Before attempting to handle a situation with a challenging patient, you should:

  • Check to see if the patient's behaviour is brought on by a medical condition. If so, you should treat them as much as possible without putting yourself or anyone else at risk.
  • Consider if the patient's experience with their doctor has been affected by waiting time pressures. Communication between doctor and patient can play a large role in their mood/patience, and when under a lot of pressure, a doctor's communication style may differ.
  • Find out if a lack of resources in the department (staff/beds/seats) has led to the patient's deteriorating mood.

You must assess any high-risk situations

If you're unsure how a challenging patient or carer may react to bad news or a long waiting time, look around and assess who could be vulnerable should there be violence. This includes other people in waiting areas, reception staff and colleagues.

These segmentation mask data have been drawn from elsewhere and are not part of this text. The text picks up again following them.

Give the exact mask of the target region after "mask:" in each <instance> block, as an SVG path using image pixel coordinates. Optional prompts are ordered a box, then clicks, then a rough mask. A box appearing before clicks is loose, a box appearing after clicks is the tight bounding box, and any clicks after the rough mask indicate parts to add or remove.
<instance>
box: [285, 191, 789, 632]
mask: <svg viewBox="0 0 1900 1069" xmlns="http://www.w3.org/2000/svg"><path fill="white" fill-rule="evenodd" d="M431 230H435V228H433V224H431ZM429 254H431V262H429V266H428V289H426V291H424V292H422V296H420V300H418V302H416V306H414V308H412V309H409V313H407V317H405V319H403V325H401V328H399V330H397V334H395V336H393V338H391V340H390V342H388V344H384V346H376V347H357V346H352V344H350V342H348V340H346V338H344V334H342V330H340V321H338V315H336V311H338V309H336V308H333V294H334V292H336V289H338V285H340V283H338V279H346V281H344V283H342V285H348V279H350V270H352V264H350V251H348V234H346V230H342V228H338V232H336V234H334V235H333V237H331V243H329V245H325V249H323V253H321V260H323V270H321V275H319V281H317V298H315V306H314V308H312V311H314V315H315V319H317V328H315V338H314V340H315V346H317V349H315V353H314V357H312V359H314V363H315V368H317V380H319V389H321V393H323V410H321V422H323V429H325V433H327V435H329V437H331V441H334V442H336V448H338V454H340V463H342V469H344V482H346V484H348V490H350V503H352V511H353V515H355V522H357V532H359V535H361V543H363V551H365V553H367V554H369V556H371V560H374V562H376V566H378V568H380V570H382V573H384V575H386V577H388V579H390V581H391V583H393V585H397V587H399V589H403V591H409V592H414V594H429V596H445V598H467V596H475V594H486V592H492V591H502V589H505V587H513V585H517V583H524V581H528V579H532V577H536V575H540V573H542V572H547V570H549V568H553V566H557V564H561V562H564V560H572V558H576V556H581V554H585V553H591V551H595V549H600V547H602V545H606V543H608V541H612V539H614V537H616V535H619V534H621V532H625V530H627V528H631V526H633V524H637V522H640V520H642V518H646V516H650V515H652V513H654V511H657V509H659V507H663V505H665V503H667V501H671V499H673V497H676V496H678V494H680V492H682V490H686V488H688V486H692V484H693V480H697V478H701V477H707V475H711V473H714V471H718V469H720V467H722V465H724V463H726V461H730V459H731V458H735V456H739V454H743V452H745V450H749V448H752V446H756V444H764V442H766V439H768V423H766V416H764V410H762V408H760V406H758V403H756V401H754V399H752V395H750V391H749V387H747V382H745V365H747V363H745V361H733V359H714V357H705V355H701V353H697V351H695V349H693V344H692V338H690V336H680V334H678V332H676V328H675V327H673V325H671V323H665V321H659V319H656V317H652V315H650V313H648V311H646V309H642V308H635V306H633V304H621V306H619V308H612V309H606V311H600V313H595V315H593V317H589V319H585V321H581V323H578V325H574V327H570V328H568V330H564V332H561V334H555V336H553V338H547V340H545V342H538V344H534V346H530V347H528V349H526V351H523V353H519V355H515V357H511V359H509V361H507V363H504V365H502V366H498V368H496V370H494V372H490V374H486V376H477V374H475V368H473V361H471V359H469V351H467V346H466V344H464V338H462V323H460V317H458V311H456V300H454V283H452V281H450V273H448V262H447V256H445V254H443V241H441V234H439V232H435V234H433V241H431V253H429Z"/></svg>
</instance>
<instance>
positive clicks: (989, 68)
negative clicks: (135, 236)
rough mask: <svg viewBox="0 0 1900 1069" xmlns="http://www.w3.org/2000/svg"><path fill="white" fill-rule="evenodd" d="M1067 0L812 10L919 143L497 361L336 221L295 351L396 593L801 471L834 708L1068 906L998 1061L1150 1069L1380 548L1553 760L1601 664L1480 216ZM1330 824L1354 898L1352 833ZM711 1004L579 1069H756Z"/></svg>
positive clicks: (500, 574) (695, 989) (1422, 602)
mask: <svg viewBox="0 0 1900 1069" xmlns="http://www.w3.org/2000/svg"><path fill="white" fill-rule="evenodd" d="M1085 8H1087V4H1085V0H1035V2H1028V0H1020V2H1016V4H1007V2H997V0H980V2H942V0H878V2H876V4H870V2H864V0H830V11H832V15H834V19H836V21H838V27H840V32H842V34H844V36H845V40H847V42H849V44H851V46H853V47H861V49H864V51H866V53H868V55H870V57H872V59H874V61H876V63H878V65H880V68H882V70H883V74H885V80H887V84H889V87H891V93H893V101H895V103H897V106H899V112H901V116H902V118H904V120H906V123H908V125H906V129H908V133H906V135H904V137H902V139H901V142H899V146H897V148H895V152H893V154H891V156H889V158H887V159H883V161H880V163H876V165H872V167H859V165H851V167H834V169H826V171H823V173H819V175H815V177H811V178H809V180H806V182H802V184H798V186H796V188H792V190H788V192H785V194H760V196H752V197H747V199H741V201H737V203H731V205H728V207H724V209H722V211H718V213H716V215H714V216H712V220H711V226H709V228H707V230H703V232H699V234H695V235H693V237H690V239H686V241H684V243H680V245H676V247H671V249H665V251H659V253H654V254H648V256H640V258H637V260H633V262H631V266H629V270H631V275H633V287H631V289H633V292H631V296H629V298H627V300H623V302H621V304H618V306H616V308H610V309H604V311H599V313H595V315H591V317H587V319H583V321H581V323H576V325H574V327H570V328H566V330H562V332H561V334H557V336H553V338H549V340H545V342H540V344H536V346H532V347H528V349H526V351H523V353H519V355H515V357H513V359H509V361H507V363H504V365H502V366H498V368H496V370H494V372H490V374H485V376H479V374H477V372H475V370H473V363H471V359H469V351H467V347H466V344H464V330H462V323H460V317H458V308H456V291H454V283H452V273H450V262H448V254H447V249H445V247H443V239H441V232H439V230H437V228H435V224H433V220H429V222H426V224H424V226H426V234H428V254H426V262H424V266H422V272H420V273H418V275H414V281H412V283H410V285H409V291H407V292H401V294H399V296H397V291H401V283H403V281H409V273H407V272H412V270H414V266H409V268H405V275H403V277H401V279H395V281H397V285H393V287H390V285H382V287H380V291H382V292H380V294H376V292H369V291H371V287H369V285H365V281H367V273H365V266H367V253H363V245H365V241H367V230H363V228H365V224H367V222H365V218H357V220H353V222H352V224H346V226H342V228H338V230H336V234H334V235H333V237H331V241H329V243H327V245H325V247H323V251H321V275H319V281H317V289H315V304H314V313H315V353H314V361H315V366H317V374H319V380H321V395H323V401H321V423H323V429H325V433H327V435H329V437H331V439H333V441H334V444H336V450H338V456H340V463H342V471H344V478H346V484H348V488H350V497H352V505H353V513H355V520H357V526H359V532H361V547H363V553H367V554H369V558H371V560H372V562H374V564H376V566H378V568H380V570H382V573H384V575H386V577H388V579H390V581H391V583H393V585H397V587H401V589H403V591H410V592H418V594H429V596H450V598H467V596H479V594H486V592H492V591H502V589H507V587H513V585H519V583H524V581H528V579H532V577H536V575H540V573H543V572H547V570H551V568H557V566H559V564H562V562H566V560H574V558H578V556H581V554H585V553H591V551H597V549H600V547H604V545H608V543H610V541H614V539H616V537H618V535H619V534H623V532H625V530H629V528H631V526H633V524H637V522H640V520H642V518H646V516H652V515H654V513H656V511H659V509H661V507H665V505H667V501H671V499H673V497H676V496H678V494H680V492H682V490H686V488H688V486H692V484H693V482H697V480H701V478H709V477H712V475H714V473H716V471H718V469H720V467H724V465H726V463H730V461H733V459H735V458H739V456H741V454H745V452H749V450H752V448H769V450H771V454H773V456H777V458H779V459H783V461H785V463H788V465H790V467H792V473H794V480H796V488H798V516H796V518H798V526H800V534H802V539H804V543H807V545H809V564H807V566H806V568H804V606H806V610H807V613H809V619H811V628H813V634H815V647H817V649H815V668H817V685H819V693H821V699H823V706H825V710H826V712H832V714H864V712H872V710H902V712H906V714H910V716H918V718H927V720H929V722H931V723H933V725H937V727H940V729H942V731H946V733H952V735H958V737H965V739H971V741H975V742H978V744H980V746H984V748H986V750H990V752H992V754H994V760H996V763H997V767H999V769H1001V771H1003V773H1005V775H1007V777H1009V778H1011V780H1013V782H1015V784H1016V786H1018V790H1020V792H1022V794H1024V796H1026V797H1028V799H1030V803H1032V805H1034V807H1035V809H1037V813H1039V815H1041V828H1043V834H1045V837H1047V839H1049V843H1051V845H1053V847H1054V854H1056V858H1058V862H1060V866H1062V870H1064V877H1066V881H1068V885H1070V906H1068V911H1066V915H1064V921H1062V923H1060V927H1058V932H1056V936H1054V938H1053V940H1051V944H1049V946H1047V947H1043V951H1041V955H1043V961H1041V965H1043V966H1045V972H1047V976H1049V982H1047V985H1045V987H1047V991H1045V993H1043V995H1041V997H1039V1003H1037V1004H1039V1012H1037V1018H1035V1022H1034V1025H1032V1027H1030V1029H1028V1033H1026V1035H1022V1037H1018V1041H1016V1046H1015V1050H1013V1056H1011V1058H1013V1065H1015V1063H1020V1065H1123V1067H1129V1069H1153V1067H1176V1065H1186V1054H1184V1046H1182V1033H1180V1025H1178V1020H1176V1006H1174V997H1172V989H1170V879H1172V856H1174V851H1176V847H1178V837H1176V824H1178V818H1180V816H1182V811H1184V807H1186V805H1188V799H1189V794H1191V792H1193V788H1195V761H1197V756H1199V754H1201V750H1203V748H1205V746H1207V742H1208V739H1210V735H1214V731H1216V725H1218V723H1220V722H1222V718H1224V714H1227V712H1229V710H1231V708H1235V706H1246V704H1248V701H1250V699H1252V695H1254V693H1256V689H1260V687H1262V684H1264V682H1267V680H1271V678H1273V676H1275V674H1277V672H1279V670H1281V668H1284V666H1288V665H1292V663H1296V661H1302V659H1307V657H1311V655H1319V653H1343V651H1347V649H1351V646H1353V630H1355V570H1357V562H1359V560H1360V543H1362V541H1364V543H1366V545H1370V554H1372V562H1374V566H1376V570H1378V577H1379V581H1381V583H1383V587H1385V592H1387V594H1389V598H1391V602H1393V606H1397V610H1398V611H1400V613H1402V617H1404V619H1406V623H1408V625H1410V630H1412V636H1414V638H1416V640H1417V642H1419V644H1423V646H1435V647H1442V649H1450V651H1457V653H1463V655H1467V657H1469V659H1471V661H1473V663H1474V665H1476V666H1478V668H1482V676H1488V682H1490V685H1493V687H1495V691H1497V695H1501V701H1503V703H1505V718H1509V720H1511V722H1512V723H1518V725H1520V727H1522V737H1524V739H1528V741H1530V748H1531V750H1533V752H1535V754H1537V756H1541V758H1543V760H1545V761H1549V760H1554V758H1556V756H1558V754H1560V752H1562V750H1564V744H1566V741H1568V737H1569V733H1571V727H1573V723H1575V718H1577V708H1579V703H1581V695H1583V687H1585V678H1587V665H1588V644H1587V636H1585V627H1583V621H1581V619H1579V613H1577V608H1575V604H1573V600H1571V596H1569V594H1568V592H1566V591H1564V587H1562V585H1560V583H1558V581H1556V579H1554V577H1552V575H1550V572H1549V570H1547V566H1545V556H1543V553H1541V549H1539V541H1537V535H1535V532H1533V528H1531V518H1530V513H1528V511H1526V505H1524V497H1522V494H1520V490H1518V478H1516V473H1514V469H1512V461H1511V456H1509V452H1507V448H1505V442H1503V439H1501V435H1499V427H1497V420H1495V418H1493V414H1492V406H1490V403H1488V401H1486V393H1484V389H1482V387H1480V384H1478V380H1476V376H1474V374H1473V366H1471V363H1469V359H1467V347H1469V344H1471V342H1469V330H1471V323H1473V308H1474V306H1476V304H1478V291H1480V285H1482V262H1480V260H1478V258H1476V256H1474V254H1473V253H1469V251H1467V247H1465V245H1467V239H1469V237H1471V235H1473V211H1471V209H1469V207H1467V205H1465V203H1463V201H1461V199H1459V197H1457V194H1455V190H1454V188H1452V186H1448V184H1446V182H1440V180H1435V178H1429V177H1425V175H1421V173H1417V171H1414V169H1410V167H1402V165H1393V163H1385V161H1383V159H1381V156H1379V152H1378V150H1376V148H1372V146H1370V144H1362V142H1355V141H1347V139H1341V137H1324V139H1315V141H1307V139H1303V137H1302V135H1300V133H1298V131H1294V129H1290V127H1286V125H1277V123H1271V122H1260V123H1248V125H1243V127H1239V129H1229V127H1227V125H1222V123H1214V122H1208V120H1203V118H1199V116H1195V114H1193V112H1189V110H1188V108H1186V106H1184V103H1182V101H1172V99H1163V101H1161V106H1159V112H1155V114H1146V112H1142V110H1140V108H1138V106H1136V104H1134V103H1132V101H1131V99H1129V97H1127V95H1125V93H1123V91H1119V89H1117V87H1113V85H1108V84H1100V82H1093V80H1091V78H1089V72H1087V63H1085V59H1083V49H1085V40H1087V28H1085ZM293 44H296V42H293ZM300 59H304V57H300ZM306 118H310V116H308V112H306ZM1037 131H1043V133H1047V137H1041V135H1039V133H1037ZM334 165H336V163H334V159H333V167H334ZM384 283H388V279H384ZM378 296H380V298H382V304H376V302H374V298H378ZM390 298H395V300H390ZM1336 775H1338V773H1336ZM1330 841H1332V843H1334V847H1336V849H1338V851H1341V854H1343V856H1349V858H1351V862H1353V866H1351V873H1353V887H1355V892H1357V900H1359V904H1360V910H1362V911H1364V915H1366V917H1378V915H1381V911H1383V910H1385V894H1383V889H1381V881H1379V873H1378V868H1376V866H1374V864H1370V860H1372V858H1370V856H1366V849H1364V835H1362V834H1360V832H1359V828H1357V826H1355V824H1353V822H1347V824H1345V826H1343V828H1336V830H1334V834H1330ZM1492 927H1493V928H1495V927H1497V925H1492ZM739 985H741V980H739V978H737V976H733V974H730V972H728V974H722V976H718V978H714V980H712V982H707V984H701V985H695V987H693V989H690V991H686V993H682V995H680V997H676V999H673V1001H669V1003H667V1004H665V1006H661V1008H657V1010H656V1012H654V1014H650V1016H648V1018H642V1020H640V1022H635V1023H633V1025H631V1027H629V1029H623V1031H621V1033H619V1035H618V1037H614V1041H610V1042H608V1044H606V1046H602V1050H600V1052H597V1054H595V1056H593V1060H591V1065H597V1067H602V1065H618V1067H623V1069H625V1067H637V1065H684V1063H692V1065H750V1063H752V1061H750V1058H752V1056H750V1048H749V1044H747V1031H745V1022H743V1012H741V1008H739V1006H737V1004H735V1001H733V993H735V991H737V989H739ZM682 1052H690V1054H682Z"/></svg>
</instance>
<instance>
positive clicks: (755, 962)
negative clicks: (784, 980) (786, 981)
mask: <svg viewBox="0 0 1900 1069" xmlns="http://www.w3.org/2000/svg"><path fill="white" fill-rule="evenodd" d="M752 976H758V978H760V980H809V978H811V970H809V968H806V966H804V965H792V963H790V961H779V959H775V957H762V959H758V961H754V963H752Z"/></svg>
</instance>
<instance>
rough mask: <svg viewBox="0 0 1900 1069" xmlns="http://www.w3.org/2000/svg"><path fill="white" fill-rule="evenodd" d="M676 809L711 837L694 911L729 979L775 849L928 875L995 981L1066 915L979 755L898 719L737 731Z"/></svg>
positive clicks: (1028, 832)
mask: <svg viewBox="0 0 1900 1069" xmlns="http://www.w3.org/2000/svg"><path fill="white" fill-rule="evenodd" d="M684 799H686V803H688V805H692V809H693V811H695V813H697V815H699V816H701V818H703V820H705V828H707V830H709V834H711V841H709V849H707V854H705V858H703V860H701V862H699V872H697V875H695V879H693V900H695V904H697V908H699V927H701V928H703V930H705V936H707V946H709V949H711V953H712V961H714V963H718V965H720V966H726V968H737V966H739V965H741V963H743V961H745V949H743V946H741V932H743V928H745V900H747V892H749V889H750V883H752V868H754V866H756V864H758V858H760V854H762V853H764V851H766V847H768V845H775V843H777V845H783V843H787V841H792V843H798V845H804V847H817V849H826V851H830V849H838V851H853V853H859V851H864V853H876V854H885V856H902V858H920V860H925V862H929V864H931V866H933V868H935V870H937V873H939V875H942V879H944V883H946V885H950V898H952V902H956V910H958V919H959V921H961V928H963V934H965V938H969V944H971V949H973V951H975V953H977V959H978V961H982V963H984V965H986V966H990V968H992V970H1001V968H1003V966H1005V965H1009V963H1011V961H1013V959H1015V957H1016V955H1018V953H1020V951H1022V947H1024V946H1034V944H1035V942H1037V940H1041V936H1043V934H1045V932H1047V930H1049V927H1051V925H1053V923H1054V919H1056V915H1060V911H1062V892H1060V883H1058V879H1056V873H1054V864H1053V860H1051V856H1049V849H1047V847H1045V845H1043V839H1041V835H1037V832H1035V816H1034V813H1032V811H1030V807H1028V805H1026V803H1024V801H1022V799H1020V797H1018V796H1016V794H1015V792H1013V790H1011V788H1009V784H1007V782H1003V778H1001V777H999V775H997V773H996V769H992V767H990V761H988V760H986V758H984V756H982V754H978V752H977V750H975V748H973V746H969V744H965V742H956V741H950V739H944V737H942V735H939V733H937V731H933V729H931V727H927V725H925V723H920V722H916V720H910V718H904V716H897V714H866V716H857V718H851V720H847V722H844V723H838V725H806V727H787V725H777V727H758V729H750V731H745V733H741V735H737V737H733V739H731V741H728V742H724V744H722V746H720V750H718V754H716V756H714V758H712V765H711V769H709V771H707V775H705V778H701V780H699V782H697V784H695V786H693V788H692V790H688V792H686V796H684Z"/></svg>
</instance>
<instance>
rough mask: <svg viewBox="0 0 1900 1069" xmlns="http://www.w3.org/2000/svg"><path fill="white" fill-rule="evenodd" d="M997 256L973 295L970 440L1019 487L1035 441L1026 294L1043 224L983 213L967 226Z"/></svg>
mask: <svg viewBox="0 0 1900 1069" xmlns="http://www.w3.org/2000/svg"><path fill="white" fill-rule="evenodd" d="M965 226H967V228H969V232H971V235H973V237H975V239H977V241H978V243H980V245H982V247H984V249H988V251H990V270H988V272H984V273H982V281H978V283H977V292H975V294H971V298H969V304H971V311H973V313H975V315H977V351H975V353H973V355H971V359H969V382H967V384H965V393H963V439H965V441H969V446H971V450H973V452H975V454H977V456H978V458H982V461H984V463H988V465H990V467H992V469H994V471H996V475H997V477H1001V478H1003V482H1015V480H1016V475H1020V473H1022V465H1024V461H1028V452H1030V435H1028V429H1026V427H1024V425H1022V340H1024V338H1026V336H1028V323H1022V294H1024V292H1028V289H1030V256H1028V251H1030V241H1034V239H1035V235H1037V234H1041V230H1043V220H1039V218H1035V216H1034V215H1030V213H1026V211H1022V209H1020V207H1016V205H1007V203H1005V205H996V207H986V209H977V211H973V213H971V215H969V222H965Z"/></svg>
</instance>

If a patient/carer becomes violent, you should:

  • Stay calm - listen carefully to what the violent person says
  • Be reassuring - show some acknowledgement of what's troubling them
  • Allow them to explain - understanding their anger might help to resolve the problem
  • Keep eye contact - but do not hold it for too long
  • Maintain your distance - however, try to avoid corners so the person doesn't feel trapped
  • Ensure they don't have a weapon - if they do, ask them to set it down. Do not ask them to hand it to you.
  • Press the panic button if available - if not, call for some help
  • Leave the room - once able, call the security team or police immediately
  • Move the patient away from public view - but only if safe to do so

How can you help to prevent violent situations?

If you're aware that patients are becoming frustrated and consequentially violent because of problems within the hospital (systems/policies/lack of resources etc.), you should flag this to the trust.

Request training for Conflict Resolution to help you deal with abusive or violent situations.